The inspector general also said that unless Congress acts to extend the current five-year statute of limitations for what’s known as “unemployment insurance” fraud, some fraudsters will be home-free in 2025.
“Even with the OIG’s tireless efforts, the current statute of limitations associated with UI fraud means federal law enforcement may still fall short in fully investigating and prosecuting the most egregious cases of UI fraud, especially given the volume and complexity of UI fraud matters we are tasked to investigate,” the inspector general said in its new semiannual report.
Officials begged for more time and better data to continue to sniff out wrongdoers. And they said it’ll take more money to make sure scofflaws don’t get away with it.
Already, the inspector general is starting to shed staffers hired during the pandemic, because the supplemental money has been exhausted.
The government still hasn’t come up with an estimate for how much fraud there was in the unemployment system, but the inspector general said the current estimate of “improper” payments — which includes fraud and other bungles — is $191 billion.
Since the start of the pandemic, the Labor Department inspector general has opened more than 200,000 investigations, and 157,000 of them are still open. By contrast, investigators would open just 100 cases a year before the pandemic.

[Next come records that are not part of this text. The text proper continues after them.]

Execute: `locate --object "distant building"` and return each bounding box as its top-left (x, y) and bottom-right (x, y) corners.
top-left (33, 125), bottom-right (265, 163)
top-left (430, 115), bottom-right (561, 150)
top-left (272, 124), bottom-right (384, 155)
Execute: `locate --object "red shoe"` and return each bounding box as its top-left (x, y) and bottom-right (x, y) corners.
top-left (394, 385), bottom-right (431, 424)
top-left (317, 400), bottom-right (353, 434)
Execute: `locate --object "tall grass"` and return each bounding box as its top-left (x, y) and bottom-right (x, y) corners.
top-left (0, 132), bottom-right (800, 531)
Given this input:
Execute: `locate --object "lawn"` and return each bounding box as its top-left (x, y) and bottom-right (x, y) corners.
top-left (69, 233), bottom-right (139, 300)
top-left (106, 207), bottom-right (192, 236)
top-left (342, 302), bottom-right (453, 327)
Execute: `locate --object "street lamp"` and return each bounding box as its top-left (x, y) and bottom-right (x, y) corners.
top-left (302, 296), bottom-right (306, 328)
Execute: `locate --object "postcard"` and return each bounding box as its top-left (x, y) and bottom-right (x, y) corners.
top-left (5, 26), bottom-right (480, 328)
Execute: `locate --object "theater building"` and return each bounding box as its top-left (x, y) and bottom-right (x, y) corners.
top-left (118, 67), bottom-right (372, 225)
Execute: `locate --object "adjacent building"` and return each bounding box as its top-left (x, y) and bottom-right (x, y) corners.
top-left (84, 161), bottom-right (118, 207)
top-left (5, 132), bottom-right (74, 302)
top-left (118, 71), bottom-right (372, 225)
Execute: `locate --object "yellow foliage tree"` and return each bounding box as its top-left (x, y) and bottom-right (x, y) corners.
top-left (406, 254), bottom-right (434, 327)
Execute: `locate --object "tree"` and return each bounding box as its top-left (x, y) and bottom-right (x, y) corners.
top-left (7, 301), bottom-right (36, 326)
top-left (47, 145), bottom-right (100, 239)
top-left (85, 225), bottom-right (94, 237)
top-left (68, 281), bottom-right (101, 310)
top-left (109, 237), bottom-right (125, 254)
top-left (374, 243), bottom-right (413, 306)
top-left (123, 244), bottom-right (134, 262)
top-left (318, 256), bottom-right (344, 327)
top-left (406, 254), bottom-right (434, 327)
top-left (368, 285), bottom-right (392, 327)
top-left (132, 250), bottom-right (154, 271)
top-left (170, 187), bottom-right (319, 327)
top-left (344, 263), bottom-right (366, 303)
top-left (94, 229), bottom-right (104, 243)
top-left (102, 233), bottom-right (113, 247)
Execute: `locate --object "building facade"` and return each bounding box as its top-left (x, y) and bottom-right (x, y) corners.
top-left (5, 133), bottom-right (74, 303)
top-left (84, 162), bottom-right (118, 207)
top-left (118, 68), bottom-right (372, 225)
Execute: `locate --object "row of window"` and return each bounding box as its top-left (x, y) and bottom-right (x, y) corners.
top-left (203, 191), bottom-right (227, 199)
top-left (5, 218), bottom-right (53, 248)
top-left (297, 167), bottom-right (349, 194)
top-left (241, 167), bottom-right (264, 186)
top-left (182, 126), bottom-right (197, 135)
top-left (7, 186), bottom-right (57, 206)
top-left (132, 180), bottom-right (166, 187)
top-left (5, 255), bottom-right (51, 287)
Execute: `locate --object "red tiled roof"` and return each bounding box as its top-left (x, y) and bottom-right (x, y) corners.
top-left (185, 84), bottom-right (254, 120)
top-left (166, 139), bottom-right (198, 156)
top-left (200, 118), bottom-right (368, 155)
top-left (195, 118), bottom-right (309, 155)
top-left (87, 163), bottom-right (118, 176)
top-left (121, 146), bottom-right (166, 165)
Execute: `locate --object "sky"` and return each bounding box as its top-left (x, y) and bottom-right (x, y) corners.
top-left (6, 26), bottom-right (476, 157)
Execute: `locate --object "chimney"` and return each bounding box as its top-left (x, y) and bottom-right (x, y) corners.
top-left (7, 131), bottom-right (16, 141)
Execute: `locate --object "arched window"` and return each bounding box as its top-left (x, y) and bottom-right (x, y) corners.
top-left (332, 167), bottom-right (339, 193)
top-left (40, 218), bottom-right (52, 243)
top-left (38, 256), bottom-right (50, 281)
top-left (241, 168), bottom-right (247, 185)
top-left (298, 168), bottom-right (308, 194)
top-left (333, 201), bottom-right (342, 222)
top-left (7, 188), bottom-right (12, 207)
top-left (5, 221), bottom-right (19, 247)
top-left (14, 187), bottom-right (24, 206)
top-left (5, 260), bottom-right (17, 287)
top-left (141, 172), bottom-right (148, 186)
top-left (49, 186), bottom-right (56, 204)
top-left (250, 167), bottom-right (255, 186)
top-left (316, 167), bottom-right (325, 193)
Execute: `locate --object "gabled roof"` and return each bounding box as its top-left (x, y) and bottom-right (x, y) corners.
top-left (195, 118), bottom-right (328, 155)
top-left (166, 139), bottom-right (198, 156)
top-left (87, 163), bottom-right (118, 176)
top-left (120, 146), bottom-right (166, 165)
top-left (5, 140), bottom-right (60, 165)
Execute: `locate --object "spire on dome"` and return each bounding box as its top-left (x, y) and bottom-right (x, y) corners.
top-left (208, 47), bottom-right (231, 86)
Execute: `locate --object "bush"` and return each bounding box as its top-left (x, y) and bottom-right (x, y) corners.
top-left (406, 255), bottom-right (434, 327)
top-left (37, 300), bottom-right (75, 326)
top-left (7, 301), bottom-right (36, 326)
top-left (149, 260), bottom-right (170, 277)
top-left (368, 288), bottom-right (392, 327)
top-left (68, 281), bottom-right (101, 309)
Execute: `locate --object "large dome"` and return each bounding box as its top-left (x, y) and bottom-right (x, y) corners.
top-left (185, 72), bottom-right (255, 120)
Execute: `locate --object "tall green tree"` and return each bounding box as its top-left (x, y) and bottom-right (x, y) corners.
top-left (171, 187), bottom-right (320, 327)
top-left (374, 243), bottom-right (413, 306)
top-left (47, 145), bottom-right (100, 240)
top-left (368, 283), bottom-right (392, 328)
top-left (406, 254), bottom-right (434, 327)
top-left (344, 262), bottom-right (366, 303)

Some 1,300 people have been charged with unemployment fraud since the start of the pandemic.
Experts said the pandemic was the perfect storm for fraud, as Congress shoved money at states and told them to get it out the door quickly, all while expanding eligibility and eliminating the usual checks. Suddenly a bogus unemployment claim could be easily filed and approved, with a lifetime payout in the tens of thousands of dollars.
Soon, videos appeared on social media teaching how to run a scam, and everyone from prisoners to foreign criminal syndicates got in on the act.
“This created multiple high-reward targets where an individual could make a fraudulent claim with relatively low risk of being caught,” the inspector general said.
Investigators pointed to one case where more than 90 claims were traced to the same 3-bedroom house, and one email was linked to 145 other claims. That scam earned those fraudsters nearly $1.6 million in bogus unemployment benefits.
The law currently has a five-year statute of limitations for unemployment fraud. The inspector general said that needs to be extended to go after some of the more complicated fraud schemes.
Congress already doubled the statute of limitations for pandemic fraud related to small business loans, from five years to 10 years. But the unemployment time wasn’t touched.
The House has passed a bill to increase the statute of limitations, along with other incentives to encourage states to go after fraud and other overpayments.
It cleared on a 230-200 vote, with just 10 Democrats voting with Republicans for the legislation.
Opponents complained that the measure trimmed anti-fraud money at the federal level, and also worried that people who were paid too much in unemployment benefits but didn’t intend to engage in fraud could be hassled under the legislation. Some Democrats expressed worry that the focus on fraud might poison Americans’ attitudes toward other social safety-net programs.
Support for extending the statute of limitations to 10 years, however, does seem to cross party lines, with many House Democrats saying they would have voted for that kind of limited legislation.
For its part, the White House has proposed a new infusion of cash for the inspectors general who police pandemic programs, including $100 million for the Labor Department’s inspector general alone.
President Biden also called for increasing the statute of limitations “for serious, systemic” cases of fraud.